Enfin, un dernier mot sur un point important et si stimulant de vos rééditions : elles sont accompagnées de postfaces de Véronique Bergen pour Ne sont pas morts tous les sadiques et Sébastien Gayraud pour Le Festin des charognes. En quoi semblait-il nécessaire de placer les romans sous leurs regards ? Vous qui connaissez Max Roussel, en quoi leur approche respective apporte un éclairage neuf et stimulant ?

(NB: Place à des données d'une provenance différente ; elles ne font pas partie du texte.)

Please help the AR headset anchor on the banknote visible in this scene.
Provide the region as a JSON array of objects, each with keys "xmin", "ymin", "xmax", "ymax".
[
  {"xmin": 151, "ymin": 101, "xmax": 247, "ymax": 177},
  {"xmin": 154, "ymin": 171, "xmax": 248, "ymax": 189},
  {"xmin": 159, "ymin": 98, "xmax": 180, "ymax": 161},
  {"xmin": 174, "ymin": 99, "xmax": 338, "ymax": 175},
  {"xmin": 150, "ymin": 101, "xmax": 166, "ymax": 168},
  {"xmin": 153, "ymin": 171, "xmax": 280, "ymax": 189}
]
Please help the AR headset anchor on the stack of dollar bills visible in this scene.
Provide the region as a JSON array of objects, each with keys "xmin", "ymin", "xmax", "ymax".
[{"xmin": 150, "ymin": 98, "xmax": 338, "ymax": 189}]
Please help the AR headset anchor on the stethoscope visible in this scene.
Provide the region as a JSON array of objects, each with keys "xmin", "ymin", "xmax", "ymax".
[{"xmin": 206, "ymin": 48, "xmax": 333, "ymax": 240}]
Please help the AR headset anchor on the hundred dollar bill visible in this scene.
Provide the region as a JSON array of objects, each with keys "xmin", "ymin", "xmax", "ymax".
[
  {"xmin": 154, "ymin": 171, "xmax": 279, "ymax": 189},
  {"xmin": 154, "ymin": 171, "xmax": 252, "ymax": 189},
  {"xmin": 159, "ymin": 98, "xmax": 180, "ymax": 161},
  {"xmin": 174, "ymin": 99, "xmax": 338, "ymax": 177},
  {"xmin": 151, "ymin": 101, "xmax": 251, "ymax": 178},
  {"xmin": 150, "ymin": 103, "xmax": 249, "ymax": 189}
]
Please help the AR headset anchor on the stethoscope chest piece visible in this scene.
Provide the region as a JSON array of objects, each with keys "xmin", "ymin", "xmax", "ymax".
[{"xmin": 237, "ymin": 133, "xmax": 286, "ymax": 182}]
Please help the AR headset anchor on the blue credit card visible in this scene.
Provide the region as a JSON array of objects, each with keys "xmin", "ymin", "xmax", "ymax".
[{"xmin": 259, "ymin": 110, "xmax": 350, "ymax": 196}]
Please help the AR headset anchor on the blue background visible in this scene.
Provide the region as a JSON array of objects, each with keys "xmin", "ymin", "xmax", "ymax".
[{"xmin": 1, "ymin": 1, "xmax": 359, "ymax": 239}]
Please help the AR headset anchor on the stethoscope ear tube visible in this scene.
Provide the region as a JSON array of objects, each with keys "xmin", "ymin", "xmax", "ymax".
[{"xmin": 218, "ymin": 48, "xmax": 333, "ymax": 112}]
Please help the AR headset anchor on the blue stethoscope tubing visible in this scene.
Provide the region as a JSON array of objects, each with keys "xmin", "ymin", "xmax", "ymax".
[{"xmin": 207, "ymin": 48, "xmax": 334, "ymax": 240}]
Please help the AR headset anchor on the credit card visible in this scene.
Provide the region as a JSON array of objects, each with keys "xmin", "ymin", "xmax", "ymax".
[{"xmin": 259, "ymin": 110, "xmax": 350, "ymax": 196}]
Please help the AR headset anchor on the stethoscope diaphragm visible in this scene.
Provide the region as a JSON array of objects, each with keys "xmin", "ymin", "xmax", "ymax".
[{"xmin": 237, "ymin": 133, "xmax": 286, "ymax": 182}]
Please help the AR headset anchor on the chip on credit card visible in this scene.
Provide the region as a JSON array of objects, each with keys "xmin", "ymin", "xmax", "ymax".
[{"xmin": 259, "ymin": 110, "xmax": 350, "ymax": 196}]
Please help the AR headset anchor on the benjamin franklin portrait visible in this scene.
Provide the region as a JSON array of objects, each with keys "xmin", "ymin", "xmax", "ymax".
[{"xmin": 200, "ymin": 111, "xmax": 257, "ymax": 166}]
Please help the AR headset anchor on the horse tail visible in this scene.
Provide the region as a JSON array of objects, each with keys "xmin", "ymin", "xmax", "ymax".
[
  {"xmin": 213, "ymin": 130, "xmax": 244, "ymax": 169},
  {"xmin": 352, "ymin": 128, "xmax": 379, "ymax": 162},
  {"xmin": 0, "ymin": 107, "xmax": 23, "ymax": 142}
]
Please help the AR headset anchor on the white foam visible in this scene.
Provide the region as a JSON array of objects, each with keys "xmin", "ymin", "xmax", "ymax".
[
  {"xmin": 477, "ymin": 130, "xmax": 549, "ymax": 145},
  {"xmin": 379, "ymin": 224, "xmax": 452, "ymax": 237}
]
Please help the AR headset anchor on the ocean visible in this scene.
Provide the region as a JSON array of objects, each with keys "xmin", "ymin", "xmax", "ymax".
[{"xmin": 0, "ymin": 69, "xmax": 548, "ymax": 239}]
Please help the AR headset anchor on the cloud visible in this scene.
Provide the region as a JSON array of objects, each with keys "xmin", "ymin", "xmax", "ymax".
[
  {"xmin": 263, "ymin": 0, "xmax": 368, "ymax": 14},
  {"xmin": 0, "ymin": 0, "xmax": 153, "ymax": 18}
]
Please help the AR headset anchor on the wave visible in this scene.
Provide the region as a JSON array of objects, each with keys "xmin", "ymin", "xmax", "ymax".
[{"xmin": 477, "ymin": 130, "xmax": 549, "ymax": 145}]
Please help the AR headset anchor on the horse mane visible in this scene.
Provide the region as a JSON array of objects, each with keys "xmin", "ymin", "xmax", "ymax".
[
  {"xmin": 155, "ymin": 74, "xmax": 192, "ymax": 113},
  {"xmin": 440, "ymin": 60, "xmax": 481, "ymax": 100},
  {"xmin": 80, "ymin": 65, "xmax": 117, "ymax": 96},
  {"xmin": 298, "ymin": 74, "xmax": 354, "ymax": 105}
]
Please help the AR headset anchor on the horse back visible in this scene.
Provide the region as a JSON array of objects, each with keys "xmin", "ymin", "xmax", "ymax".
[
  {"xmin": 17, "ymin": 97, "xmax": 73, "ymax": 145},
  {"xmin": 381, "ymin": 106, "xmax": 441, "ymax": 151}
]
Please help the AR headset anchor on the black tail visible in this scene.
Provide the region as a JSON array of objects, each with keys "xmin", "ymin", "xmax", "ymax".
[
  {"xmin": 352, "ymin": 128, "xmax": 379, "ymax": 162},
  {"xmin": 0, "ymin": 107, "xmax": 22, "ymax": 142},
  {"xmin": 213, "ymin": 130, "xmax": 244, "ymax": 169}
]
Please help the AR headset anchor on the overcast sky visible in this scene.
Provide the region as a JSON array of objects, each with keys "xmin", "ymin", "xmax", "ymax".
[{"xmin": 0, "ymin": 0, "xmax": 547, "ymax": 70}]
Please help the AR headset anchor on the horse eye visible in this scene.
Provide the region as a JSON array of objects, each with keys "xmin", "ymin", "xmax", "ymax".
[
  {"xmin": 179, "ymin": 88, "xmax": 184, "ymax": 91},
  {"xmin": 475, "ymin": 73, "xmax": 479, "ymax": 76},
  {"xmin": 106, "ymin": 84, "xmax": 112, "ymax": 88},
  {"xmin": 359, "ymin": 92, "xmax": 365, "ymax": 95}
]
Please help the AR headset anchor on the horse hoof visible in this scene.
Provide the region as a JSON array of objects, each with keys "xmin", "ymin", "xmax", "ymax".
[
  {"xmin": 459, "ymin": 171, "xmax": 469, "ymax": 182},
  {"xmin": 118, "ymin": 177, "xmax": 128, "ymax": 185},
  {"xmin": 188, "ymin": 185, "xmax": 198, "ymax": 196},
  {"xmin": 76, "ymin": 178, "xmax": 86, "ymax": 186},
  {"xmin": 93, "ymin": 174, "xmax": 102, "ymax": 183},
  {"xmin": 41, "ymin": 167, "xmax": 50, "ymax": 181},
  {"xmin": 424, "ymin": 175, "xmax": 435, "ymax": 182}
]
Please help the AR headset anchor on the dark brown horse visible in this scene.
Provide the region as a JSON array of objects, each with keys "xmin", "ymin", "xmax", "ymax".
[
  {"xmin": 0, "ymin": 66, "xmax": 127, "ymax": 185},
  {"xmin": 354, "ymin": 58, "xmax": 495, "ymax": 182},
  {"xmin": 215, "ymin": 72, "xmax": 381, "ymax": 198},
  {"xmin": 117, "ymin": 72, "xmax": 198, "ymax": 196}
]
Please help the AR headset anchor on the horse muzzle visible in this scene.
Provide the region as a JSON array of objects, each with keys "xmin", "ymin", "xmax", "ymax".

Je tiens vraiment à ce que les livres qui portent le label Musidora se distinguent par une forte valeur ajoutée. Celle-ci concerne les illustrations, mais aussi l’appareillage critique, qui est pour moi fondamental.  Comme c’est Sébastien Gayraud qui m’a fait découvrir Max Roussel, il était évident que nul autre que lui ne pouvait écrire la postface du récit-vedette de cette réédition, à savoir Le Festin des charognes. Quand j’ai décidé d’ajouter Ne sont pas morts tous les sadiques, je me suis dit qu’il serait intéressant de proposer un autre regard, cette fois-ci féminin. J’ai pensé à Véronique Bergen car c’est une écrivaine qui, comme Sébastien Gayraud, s’intéresse beaucoup à la littérature des limites, aux cultures de la subversion, aux expériences en clair-obscur. De fait, ces deux postfaces sont très différentes l’une de l’autre mais surtout elles sont complémentaires. Ce sont deux authentiques auteurs qui, par l’écriture, tentent de sonder les abîmes des romans de Max Roussel, avec une vraie sensibilité et surtout une authentique vision. Le lecteur désireux de prolonger sa (re)découverte de Max Roussel est entre de bonnes mains.